Image source: @disbcampaign Instagram account. Cartoon by @sheikhimaan
Colourism is evident across the globe from Thailand to Sri Lanka, India, Pakistan, South Africa, England and the United States.
Dance like no one is watching
Lastly, meet Christelle Dreyer. Born and based in South African, Christelle was born with osteogenesis imperfecta, a condition that causes bones to be brittle and sometimes limits growth. Christelle is an ccomplished dancer, actress and graphic designer who doesn’t allow her disability to prevent her from living life to the full. Wheelchair dancing is her passion and she’s a former world champion in ballroom and Latin dance.
Image source: @christelledance Instagram account
Wheelchair dancing is her passion and she’s a former world champion in ballroom and Latin dance.

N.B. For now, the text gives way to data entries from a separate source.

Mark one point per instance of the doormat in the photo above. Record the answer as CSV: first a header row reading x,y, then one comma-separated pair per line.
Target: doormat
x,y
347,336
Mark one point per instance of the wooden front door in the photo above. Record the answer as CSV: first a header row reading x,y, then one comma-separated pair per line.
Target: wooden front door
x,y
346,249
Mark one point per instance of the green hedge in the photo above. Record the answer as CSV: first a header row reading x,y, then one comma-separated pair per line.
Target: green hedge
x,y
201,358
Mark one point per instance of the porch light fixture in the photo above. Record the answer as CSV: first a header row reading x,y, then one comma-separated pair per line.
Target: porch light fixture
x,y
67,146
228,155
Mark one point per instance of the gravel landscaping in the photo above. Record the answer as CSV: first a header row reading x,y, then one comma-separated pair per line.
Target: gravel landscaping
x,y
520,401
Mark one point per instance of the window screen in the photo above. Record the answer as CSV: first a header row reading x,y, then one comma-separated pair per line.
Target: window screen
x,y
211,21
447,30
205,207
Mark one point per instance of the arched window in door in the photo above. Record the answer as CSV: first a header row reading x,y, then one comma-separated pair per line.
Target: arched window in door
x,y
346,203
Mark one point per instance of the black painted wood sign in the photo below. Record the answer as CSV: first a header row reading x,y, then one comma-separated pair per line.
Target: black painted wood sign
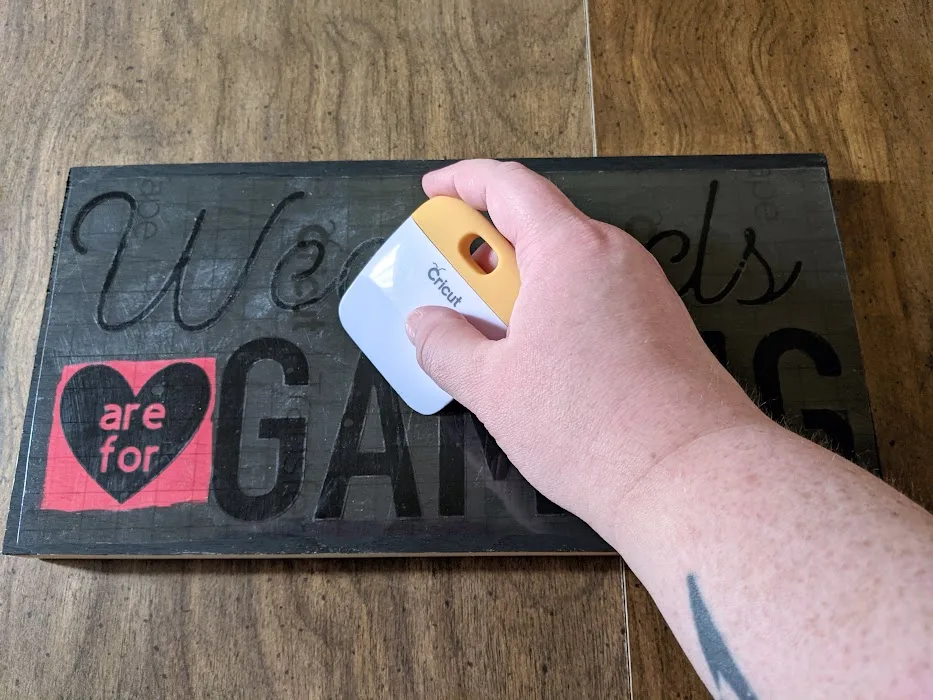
x,y
194,393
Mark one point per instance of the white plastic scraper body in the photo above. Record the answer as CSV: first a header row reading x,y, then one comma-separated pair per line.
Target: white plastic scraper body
x,y
427,265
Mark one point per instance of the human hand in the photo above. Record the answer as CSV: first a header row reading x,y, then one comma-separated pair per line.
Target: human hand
x,y
603,373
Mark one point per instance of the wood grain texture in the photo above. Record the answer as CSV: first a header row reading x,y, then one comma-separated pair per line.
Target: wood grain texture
x,y
851,80
160,81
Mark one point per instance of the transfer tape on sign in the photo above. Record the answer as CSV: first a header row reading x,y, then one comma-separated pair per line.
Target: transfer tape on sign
x,y
427,262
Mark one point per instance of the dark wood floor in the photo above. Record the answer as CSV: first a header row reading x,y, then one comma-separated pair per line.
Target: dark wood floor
x,y
87,82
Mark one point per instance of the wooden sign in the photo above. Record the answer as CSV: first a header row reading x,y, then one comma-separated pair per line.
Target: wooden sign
x,y
194,393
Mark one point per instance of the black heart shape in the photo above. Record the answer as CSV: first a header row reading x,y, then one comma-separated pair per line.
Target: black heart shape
x,y
182,388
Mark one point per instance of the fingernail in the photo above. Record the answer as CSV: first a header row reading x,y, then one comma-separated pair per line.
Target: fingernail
x,y
411,324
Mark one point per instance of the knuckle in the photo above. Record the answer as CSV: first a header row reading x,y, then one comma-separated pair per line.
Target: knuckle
x,y
432,339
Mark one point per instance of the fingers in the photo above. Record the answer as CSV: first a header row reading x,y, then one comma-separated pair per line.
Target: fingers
x,y
451,351
520,202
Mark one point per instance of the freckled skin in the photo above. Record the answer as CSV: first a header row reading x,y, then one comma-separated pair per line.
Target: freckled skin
x,y
783,569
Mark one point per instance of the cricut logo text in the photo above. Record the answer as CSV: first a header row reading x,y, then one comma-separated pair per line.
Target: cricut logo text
x,y
434,274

Although I’ve only discussed a few women and movements that are promoting body positivity on SNS, it is encouraging to see the variety of representation that is taking place. However, there is still more to be done. When conducting my research, I struggled to find accounts run by or dedicated to women in the Global South, black and/or brown women, and women with disabilities. To all the women in the Global South who are reclaiming social media to promote body positivity, I salute you for helping break the cycle of girls and women not loving their bodies the way they are!